Job states it so well as he wrestles with his own stubbornness, “Why do I put myself in jeoprady and take my life in my hands?”
So many things are rooted in hope: joy, strength, endurance, and perseverance. Hebrews describes “faith is being sure of what I hope for and certain of what I do not see.” My faith has everything to do with how I hope. And my lack of faith has everything to do with how I choose to rely on what is seen.
Paul talks about hope being attributed to the development of character in the time of experienced suffering.
Hope takes me out of myself and fixes my eyes on the one greater then myself; the one who promises plans for me. Hope gives breath and strength to your dreams and desires. Hope builds character, faith, and dependence on God. Hope is powerful.
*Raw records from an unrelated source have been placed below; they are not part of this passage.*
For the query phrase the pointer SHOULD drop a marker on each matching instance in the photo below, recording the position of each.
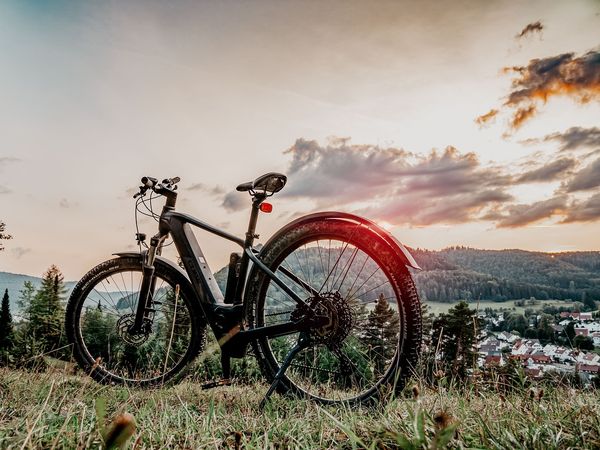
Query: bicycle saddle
(269, 183)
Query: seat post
(257, 199)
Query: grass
(56, 410)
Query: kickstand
(226, 369)
(302, 344)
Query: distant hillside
(465, 273)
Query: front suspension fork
(148, 285)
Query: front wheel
(347, 273)
(102, 309)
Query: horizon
(475, 125)
(451, 247)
Paul also states, “for in this hope we were saved. But hope that is seen is no hope at all. Who hopes for what he already has? 25But if we hope for what we do not yet have, we wait for it patiently.”
I have not been waiting patiently in my hope. I have grown in discouragement and frustration. I desire to fix my hope on him.It is time to hope again.
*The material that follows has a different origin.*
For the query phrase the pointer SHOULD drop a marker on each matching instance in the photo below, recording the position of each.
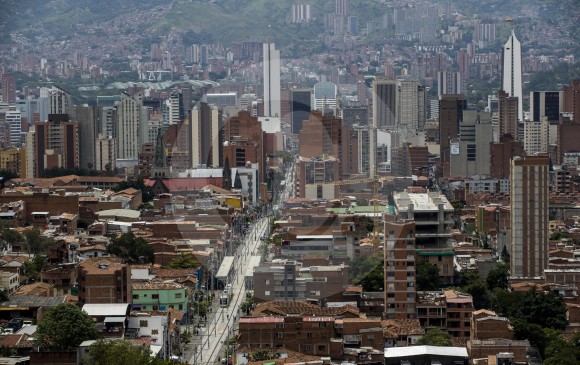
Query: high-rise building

Take one million….and action…


wise, wise words.
“And my lack of faith has everything to do with how I choose to rely on what is seen.”
mm. I need to marinate me in some of dat hope stuff!
you got hope coop! you have some serious faith too!
hope feels further away than it’s been in a long time. it’s discouraging.
and i keep thinking that so many of the psalmist’s challenges say “put your hope in God”. not “find hope in God” or “take hope in God”. but “put hope in God.” and then i just sigh in frustration and fatigue because i don’t have the energy to take the active role he’s telling me i need to take.
i need to be more intentional about placing my hope in God… first, though, i’m praying for the strength i’ll need to do that. cause my tank’s at empty.
and it’s so hard to renew that sense of hope when i feel like my hope has been disappointed. a lot. and i know He promises that “this hope does not disappoint”, which means my hope wasn’t anchored in Him like it needed to be. but it’s hard to keep hoping when it doesn’t seem to … do anything.
so i guess it’s really a faith issue. (and like you said, the two are undeniably linked.)
praying—again—for Him to overcome my unbelief.
faith and hope hard ones. lots of areas to apply it to. sucky. take one million for us both.
HEY, thanks for this! I’ve been struggling for the past couple of weeks too, and it never occurred to me that it was from a lack of hope, but now that I’m in a place of having hope in abundance, I can definitely see this as related to the prolonged snippy, snotty, selfish, and destructive funk.
I like what you said Alece, about PUTTING my hope in God. Hope is active. It’s a verb. Ah, things to ponder.